The phylogenetic tree associated to the seed alignment can be retrieved with the “rfamSeedTree” function. The tree is ouput in the New Hampshire extended format (NHX). The resulting tree is returned as a string and saved to a file, which can be directly read by the treeio package (Wang et al. 2019) or other external software.
seedTreeNHXString <- rfamSeedTree("RF00050", filename = "RF00050tree.nhx")
treeioTree <- read.nhx("RF00050tree.nhx")
A plot of the phylogenetic tree can also be directly retrieved with the “rfamSeedTreeImage” function, labeled with either species names or sequence accessions.
rfamSeedTreeImage("RF00164", filename = "RF00164seedTreePlot.png", label = "species")
The covariance model describing each Rfam family can be obtained and saved to a file with the “rfamCovarianceModel” function. The file is provided in the Infernal software format.
rfamCovarianceModel("RF00050", filename = "RF00050covarianceModel.cm")

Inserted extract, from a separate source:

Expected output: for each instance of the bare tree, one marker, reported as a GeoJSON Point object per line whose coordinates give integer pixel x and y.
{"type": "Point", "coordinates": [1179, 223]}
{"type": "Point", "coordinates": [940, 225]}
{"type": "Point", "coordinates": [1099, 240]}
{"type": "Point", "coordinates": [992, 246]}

A list of the sequence regions assigned to be members of an Rfam family can be retrieved with the “rfamSequenceRegions” function. The resulting dataframe contains the GenBank accessions of the containing sequences, as well as the start and end points of each sequence region belonging to the Rfam family. The sequence regions can also be saved to a tab-delimited file.
## By providing a filename, the sequence regions will be written to a
## tab-delimited file
sequenceRegions <- rfamSequenceRegions("RF00050", "RF00050sequenceRegions.txt")
head(sequenceRegions)
## Sequence GenBank accession Bit score Region start position
## 1 BA000032.2 135.0 1323634
## 2 CP009654.1 134.8 389437
## 3 JXMS01000004.1 134.4 105773
## 4 JXOK01000049.1 134.1 210476
## 5 CP003242.1 134.1 356056
## 6 ABCH01000022.1 133.3 43466
## Region end position
## 1 1323774
## 2 389292
## 3 105633
## 4 210336
## 5 355916
## 6 43613
## Sequence description
## 1 Vibrio parahaemolyticus RIMD 2210633 DNA, chromosome 2, complete sequence.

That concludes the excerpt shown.